What happens to a virtual base class on being derived in multilevel inheritance?

Question

While playing around with inheritance, i happened to try this :

class A
{ int i; };

class B : virtual public A
{ int j; };

class C : public B
{ int k; };

int main()
{
    std::cout<<sizeof(C)/sizeof(int);
    return 0;
}

Which gave me the output 6

While the following worked as expected giving the output 3

class A
{ int i; };

class B : public A  // No virtual here
{ int j; };

class C : public B
{ int k; };

int main()
{
    std::cout<<sizeof(C)/sizeof(int);
    return 0;
}

Why this difference ? and, why is it double of the second case ?

Answer 1

This is implementation dependent.

However, almost all compilers will use the same mechanism, whenever you have a virtual keyword the compiler needs to do some additional bookkeeping through vptr and vtables. This extra bookkeeping adds to the class size.

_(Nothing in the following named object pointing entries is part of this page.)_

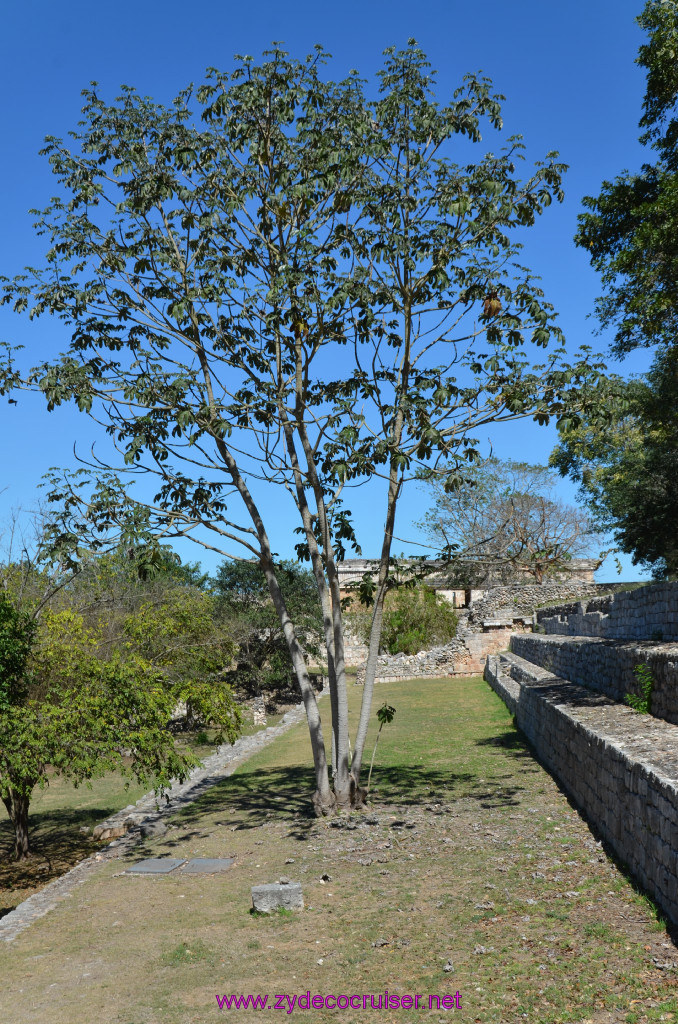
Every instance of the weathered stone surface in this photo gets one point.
(646, 613)
(620, 767)
(276, 896)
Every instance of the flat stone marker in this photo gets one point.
(277, 896)
(156, 865)
(207, 865)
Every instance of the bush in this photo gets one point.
(415, 619)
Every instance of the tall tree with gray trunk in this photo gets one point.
(302, 288)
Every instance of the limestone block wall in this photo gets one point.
(620, 767)
(521, 599)
(606, 666)
(646, 613)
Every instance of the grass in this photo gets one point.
(470, 854)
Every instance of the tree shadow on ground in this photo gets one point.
(57, 844)
(250, 799)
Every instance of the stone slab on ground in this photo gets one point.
(156, 865)
(278, 896)
(207, 865)
(219, 765)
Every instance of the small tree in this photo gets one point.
(302, 287)
(415, 620)
(504, 518)
(71, 709)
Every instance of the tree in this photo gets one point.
(93, 666)
(416, 619)
(626, 461)
(631, 230)
(301, 288)
(503, 519)
(625, 454)
(244, 602)
(69, 709)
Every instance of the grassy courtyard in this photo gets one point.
(471, 873)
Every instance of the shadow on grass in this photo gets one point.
(57, 844)
(248, 799)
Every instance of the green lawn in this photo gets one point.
(470, 858)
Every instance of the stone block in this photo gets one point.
(278, 896)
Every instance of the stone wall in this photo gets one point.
(606, 666)
(646, 613)
(464, 655)
(521, 600)
(620, 767)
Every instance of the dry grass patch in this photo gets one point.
(470, 858)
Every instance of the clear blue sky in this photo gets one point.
(566, 70)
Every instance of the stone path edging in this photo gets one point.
(219, 765)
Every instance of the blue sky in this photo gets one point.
(570, 84)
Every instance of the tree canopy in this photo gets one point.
(631, 228)
(505, 519)
(279, 280)
(624, 454)
(93, 668)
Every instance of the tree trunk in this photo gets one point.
(17, 809)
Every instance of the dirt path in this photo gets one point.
(471, 875)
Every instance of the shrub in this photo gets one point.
(415, 619)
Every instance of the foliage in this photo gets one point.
(642, 702)
(626, 461)
(631, 230)
(504, 517)
(245, 606)
(302, 287)
(415, 619)
(16, 636)
(624, 454)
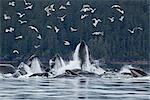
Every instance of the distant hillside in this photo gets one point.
(117, 43)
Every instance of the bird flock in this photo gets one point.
(50, 9)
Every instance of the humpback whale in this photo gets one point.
(132, 71)
(7, 69)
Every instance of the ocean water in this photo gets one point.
(79, 88)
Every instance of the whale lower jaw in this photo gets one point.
(77, 73)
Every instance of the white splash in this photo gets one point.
(35, 66)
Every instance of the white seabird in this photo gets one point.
(121, 18)
(62, 18)
(73, 29)
(20, 14)
(112, 19)
(9, 30)
(33, 28)
(115, 6)
(98, 33)
(26, 3)
(68, 3)
(15, 51)
(6, 17)
(62, 7)
(119, 10)
(83, 16)
(56, 29)
(135, 28)
(18, 37)
(96, 21)
(66, 43)
(39, 37)
(28, 7)
(49, 27)
(22, 21)
(11, 3)
(36, 46)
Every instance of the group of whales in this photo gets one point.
(80, 66)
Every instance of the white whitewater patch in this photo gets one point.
(126, 69)
(35, 66)
(76, 64)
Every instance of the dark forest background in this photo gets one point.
(117, 43)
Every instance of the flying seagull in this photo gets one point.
(15, 51)
(85, 8)
(39, 37)
(10, 30)
(48, 9)
(36, 46)
(93, 10)
(66, 43)
(115, 6)
(83, 16)
(22, 21)
(96, 21)
(73, 29)
(33, 28)
(62, 18)
(26, 3)
(98, 33)
(6, 17)
(68, 3)
(18, 37)
(112, 19)
(119, 10)
(56, 29)
(49, 27)
(121, 18)
(135, 28)
(11, 3)
(28, 7)
(20, 14)
(62, 7)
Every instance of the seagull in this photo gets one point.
(95, 21)
(48, 9)
(29, 7)
(6, 17)
(33, 28)
(22, 21)
(121, 18)
(10, 30)
(93, 10)
(98, 33)
(135, 28)
(85, 8)
(62, 7)
(73, 29)
(68, 3)
(39, 37)
(15, 51)
(19, 37)
(36, 46)
(115, 6)
(20, 14)
(27, 3)
(49, 27)
(11, 3)
(66, 43)
(112, 19)
(83, 16)
(62, 18)
(56, 29)
(119, 10)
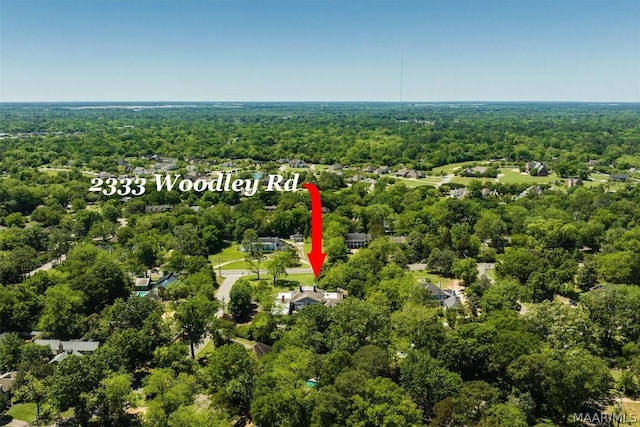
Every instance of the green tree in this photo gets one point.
(426, 381)
(466, 269)
(61, 313)
(561, 381)
(32, 390)
(384, 404)
(230, 374)
(240, 298)
(194, 316)
(441, 261)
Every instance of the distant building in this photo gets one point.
(537, 168)
(475, 171)
(357, 240)
(157, 208)
(336, 168)
(399, 240)
(409, 173)
(487, 192)
(619, 177)
(458, 193)
(447, 298)
(166, 280)
(142, 284)
(356, 178)
(289, 302)
(267, 244)
(531, 190)
(298, 164)
(63, 349)
(573, 182)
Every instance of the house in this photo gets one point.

Strictly, You should rely on the size to be anything specific and that is the reason why the standard provides sizeof to get the actual size rather than guess-timate it.

Answer 2

Quite simply, virtual inheritance involves extra overhead. A typical implementation would require at least an extra pointer.

See question 4 in Virtual tables and virtual pointers for multiple virtual inheritance and type casting and the answers.

Answer 3

class A {
    int i;
};

class B : public A {
    int j;
};

In this example, which does not use virtual inheritance, an object of type B can be laid out as if B had been defined like this:

class B0 {
    int i;
    int j;
};

Once you introduce virtual inheritance, this doesn't work:

class C : public virtual A {
    int k;
};

class D : public virtual A {
    int l;
};

class E : public C, public D {
    int m;
};

An object of type C has two int members: k from the definition of C and i from the definition of A. Similarly, an object of type D has two int members, l and i. So far, so good. The tricky part comes with class E: it, too, has one int member i, because both instances of A are virtual bases. So neither C nor D can't be written like B0 above, because then E would end up with two copies of i.

The solution is to add a layer of indirection. Objects of type C, D, and E look something like this (pseudo-code, don't try to compile it):

class C0 {
    int *cip = &i;
    int k;
    int i;
};

class D0 {
    int *dip = &i;
    int l;
    int i;
};

class E0 {
// C0 subobect:
    int *cip = &i;
    int k;
// D0 subobject:
    int *dip = &i;
    int l;
// E data:
    int *eip = &i;
    int m;
    int i;
};

What you're seeing in the size of E is those extra pointers, which make it possible to have a single copy of i regardless of how C and D are combined in a derived class. (In reality, each of those pointers would be a pointer to A, since A can certainly have more than one data member, but that's too hard to represent in this simple pseudo-code).

Answer 4

It depends on your compiler's implementation. Different compiler has different result. But one is certain, the result must more than three.